Центральная огородная комиссия».
Энтузиасты из центральной огородной комиссии все подсчитали, все предусмотрели, забыв только одно: для того чтобы возделывать огороды, надо было иметь что сажать…
— Ну так как, займемся? — повторил свой вопрос Сеня. — Посидел двое суток в засаде, вернулся — картошечку посадил. Пострелял малость в бандитов — огурчиками занялся… — И неожиданно спросил: — Жрать небось хочешь?
— Не особенно.
— Интеллигент паршивый! — выругался Сеня и достал из ящика стола полбуханки ситного хлеба. — Мать из деревни прислала, шамай… Ну, чего глядишь? Шамай, говорят.
— Ну что ты, — смутился я.
— Тяжелый вы народ, интеллигенты, церемонии любите! — Он разломил хлеб на две части, присолил и протянул один кусок мне. — Давай, давай.

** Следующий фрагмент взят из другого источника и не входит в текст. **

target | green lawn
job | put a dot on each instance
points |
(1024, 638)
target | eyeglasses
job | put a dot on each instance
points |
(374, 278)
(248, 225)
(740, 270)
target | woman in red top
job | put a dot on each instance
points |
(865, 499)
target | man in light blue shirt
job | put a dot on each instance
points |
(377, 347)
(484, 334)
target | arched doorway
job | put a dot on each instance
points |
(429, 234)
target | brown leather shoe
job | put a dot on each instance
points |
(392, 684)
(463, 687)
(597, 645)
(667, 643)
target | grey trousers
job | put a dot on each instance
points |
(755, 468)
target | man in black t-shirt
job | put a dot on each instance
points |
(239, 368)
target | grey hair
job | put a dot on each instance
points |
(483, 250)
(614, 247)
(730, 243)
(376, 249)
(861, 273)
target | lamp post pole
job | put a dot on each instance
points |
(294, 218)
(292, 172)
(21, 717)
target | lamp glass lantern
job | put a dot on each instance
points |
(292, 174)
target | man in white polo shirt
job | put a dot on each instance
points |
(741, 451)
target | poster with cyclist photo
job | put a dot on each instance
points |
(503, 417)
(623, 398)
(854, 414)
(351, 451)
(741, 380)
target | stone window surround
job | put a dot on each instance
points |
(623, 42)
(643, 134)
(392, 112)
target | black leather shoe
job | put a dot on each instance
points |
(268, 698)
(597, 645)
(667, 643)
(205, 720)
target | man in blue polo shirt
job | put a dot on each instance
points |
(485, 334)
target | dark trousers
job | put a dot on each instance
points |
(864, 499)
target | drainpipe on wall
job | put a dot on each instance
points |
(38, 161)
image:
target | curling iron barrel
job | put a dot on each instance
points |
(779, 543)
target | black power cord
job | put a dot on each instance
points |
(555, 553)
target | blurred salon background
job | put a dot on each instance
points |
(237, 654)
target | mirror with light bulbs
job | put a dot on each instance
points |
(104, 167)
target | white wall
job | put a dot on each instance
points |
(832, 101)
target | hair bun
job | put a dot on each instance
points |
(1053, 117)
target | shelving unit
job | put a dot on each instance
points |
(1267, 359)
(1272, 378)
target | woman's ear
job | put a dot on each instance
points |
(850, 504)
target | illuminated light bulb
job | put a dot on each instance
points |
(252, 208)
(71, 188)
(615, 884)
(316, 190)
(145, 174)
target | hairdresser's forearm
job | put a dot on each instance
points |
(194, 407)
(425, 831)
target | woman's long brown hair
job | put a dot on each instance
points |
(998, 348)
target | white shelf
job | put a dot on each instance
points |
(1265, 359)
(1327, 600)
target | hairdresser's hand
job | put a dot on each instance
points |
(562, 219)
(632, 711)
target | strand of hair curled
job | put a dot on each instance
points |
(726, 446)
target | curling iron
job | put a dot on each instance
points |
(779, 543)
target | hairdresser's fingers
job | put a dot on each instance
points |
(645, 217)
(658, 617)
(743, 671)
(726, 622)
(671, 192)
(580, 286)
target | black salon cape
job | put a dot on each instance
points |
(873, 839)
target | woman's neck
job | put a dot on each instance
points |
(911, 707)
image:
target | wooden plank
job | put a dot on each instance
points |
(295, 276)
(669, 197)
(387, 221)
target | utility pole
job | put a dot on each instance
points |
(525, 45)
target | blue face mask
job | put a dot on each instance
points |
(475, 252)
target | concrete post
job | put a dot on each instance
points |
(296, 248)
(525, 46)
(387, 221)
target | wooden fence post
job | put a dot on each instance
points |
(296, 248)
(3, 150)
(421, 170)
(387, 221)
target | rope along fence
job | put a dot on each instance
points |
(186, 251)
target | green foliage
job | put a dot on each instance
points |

Таким был Сеня Булаев, парень, которого я раньше в глубине души считал легкомысленным эгоистом, ничего не замечающим вокруг себя. Жизнь заставила меня изменить оценку и Груздя и Медведева. Черствый и резкий на первый взгляд, Медведев неожиданно оказался исключительно душевным человеком, к которому тянулись сотрудники, чтобы поделиться своими бедами и горестями. А бед в то время было немало: у одного семья оказалась на оккупированной территории, у другого сын лежал при смерти, и требовалось раздобыть хорошего врача… И всегда, когда мог, Медведев помогал. Ведь именно он добился освобождения Горева и Корпса, когда они были арестованы как бывшие офицеры. Но душевность Медведева не бросалась в глаза, а я замечал только то, что было на поверхности. Оно и воспринималось мной как характерное, определяющее.
Боевая дружина уголовного розыска почти в полном составе была отправлена на фронт на подавление чехословацкого мятежа. Работы прибавилось. Больше всего доставалось особой группе. Я никогда раньше не думал, что сон может стать такой недосягаемой мечтой. Какое счастье снять тяжелые, набившие ноги сапоги, размотать портянки, пошевелить голыми пальцами и уснуть…
В довершение ко всему Медведев издал приказ, обязывающий всех сотрудников, свободных в дни занятий от облав и других «служебных мероприятий», посещать кружок политграмоты. Арцыгов, который пропустил первое занятие, был посажен на сутки под арест. Александр Максимович шутить не любил.
Руководитель кружка приходил к нам раз в неделю, по воскресеньям. Это был краснощекий, белокурый студент в лихо заломленной фуражке. Держал он себя с нами запанибрата, глухо хлопал по спинам, рассказывал анекдоты. У студента была длинная, трудно выговариваемая польская фамилия, начинавшаяся с буквы «ч». Ее никто не мог запомнить, и с легкой руки Сени Булаева его назвали просто товарищем Ч.